Rios and Torreschico have come up with a good way to spark extra activity among the crew. “We have a board in the shop where all the technicians chart their bonuses, explain how they bid jobs, and post record completion times,” says Rios. “It drums up some friendly competition.”

Technicians speak highly of the company because they are treated well, Torreschico notes. “We make a personal connection with our employees and then they do that with our customers,” he says.

Professionalism counts

Professionalism is highly prized among Hollywood’s elite. “We have to be extremely clean and professional wherever we work,” Rios explains. “We constantly clear, clean and sweep walkways. It’s obvious there’s a job going on when you’ve got a hole in the yard, but it’s clean everywhere else while we’re working. Our guys are uniformed; our trucks are new and clean.”

Lilly purchased $100,000 worth of vehicles at the 2007 Pumper & Cleaner Expo. Lilly’s fleet consists of 1997 and 2000 Ford vans, 1998 and 1999 Chevrolet Vans, two 2005 GMC Savana vans, and a 2007 Chevrolet Silverado Truck.

Celebrity clients also appreciate honesty. “Everything’s negotiable in life, but whatever you tell them the job and the cost is going to be, that’s what it is,” says Torreschico. “We build in for surprises, but we always go above and beyond.
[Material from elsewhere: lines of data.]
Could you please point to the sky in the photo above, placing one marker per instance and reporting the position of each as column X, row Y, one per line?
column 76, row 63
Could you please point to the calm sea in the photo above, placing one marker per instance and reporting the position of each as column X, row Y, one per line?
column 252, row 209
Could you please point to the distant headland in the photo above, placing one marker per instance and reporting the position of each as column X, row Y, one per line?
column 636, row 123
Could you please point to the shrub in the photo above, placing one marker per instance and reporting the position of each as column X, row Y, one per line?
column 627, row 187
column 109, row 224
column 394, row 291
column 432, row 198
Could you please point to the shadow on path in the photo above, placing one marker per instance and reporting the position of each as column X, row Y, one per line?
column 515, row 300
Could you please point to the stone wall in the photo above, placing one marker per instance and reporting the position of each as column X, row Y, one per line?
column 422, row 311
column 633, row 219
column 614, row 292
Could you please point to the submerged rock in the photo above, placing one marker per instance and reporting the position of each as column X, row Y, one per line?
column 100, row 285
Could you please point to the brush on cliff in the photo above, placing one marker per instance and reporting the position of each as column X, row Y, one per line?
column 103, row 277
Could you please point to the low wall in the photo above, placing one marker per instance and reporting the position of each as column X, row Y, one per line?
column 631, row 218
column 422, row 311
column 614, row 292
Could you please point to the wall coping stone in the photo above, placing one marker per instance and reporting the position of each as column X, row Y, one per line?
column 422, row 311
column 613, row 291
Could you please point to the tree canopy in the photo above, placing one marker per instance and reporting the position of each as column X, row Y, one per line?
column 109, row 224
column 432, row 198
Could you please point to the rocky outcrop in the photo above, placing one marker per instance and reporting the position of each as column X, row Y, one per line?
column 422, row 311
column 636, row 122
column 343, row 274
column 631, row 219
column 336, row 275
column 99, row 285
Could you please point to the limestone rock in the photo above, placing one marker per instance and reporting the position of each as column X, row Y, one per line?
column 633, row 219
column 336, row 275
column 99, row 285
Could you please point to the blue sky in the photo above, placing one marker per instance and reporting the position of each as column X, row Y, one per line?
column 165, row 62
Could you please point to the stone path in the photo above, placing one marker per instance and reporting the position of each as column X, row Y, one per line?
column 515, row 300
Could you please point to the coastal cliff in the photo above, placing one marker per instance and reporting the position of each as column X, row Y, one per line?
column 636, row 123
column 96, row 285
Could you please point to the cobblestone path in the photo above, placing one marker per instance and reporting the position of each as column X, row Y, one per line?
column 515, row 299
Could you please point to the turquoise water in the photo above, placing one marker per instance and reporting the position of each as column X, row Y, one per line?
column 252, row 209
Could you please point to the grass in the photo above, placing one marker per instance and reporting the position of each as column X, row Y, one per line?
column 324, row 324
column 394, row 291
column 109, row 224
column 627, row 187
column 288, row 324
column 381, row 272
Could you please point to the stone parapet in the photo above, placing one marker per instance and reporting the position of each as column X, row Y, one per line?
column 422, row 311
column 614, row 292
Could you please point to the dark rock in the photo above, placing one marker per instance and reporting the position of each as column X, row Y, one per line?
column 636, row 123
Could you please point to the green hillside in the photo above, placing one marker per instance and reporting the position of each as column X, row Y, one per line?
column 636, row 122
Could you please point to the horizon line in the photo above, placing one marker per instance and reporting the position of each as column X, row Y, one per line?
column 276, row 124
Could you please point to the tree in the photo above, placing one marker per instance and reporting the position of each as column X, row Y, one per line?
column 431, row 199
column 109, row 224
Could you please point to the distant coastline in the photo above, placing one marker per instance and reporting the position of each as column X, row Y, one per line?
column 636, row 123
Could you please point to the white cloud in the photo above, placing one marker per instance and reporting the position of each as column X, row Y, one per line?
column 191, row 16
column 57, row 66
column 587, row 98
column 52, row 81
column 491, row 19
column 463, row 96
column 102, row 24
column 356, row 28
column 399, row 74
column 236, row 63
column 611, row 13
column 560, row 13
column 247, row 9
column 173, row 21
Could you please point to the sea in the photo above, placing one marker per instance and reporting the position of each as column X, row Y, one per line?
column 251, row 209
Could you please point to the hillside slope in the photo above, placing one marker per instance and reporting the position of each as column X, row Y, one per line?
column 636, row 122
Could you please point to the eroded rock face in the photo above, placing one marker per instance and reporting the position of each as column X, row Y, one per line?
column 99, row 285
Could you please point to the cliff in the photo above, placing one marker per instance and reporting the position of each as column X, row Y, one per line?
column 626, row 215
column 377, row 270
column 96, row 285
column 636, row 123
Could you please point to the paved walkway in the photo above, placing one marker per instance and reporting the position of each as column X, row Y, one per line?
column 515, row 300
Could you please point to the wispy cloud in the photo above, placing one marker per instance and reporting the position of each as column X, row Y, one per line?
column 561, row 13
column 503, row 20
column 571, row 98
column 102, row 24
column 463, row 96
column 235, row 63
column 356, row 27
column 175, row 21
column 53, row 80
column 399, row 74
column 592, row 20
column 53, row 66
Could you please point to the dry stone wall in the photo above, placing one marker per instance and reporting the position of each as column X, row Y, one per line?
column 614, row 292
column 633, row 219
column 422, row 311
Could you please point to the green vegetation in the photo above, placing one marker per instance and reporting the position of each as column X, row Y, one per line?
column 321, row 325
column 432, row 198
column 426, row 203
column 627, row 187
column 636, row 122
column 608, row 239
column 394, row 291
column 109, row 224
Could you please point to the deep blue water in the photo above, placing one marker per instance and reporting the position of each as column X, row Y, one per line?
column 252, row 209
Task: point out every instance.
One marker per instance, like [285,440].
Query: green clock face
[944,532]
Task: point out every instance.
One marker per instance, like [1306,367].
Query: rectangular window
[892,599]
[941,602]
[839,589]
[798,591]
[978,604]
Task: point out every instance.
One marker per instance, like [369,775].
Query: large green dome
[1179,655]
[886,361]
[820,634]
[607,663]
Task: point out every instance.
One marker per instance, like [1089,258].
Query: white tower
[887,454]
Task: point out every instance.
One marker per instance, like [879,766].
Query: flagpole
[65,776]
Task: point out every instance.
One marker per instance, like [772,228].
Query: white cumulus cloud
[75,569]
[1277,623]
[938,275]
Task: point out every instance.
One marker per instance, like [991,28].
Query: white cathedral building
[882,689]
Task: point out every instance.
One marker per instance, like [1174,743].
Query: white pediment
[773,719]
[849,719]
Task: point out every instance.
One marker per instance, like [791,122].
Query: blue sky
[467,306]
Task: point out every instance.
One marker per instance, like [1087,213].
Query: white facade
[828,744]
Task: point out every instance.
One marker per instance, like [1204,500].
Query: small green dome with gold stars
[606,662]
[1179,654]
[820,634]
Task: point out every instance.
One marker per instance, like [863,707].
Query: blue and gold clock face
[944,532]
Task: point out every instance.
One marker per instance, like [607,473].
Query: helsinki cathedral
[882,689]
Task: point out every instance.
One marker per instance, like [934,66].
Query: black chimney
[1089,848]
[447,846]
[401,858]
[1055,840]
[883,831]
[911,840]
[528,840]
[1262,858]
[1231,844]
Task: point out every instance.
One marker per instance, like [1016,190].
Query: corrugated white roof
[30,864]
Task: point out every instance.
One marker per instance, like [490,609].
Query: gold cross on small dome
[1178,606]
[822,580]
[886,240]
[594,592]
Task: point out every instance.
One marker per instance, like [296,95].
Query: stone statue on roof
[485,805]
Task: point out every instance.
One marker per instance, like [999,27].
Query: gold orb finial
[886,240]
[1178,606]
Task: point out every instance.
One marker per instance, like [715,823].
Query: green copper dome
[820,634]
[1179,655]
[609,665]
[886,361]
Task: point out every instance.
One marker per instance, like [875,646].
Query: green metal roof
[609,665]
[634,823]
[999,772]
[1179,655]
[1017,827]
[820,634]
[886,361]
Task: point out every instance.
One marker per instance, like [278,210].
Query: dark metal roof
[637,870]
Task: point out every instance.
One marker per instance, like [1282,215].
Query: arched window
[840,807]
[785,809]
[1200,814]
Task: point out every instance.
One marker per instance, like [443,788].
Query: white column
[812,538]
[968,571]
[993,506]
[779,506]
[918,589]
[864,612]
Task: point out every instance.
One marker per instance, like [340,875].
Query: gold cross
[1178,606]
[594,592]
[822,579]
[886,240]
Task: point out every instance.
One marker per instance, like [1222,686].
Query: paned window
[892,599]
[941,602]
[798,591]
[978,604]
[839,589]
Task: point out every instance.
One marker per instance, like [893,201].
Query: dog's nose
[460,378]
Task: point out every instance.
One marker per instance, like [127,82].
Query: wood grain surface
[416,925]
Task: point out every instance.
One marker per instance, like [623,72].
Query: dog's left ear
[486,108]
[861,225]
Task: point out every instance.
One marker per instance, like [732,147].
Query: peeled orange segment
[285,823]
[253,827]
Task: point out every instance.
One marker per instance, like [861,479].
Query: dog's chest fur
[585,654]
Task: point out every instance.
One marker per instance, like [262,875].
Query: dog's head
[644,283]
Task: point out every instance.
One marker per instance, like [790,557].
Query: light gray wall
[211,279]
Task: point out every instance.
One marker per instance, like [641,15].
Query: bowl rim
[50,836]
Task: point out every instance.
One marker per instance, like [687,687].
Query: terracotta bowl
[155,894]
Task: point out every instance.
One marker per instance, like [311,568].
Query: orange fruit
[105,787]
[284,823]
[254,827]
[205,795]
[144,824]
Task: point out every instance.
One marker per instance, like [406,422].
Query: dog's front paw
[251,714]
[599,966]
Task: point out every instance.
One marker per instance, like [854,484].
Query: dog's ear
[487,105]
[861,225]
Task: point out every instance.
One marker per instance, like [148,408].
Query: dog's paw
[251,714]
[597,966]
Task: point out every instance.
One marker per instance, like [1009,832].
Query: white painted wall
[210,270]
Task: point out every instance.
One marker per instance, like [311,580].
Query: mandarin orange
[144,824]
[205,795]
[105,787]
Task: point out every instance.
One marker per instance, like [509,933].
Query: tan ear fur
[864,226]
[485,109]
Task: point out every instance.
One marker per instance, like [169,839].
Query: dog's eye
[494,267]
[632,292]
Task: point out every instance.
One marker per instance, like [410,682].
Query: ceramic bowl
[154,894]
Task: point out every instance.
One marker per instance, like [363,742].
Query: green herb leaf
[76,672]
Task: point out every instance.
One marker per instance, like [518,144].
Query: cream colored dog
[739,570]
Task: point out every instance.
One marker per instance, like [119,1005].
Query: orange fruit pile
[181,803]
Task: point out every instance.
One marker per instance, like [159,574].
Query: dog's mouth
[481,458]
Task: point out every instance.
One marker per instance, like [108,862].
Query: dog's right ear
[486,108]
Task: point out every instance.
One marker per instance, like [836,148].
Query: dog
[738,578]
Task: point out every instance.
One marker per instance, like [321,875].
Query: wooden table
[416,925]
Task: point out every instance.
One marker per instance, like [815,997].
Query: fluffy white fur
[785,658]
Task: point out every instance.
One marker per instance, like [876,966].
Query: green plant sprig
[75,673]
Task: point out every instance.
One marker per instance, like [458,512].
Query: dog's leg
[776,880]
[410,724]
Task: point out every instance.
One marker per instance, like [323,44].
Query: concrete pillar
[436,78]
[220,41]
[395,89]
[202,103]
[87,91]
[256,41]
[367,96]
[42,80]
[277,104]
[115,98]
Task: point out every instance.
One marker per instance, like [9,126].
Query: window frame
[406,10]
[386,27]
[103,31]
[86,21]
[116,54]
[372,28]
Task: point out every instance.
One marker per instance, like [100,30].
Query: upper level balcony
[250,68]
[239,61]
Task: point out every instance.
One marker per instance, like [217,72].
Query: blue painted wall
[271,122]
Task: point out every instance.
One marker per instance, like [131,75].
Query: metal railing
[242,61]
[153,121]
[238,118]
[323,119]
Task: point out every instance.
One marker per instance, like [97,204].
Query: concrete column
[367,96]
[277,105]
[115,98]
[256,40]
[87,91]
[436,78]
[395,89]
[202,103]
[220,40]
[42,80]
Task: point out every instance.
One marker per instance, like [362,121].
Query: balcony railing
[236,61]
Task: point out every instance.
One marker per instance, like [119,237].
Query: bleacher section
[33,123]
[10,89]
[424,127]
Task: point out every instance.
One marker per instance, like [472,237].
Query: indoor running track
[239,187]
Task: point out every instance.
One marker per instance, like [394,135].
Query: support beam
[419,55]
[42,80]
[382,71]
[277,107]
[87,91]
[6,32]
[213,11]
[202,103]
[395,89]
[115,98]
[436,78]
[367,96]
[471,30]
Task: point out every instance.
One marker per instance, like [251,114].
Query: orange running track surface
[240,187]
We don’t nickel and dime them to death. That makes people not trust the industry anymore.”

Going above and beyond means making Lilly crews more valuable to their customers than the competition’s. In the Land of the Deal, Lilly’s customers are often highly stressed by nature. When there’s a backed-up drain or other emergency, says Rios, “We don’t make a stressful situation worse. We arrive on time. That’s the biggest stress-buster, because people expect contractors not to show up when they say they will.”

Keeping customers happy

“We also use comic relief, maybe make a joke to put them at ease. We distract them from the problem for a while, check out their house and property, and talk with them. Then, when they’re calmed down, we’ll come back and discuss their plumbing problem.”

Obviously, it’s an approach that works. “We’ve had customers buy us lunch,” says Torreschico. One even gave Rios a Cadillac. “She was a screenwriter,” Rios says. “I was doing a lot of work at her place, and she said she just got sick of seeing my old hunker car (this was before Lilly had enough trucks for the whole crew). So she just gave me her Cadillac. It was old, but in great shape. It just needed a wax job and a little work!”

Clearly, work doesn’t faze this group of young cleaning contractors. And apparently, the Land of Dreams extends off the big screen and into a little shop nestled beneath the famous sign on the hills.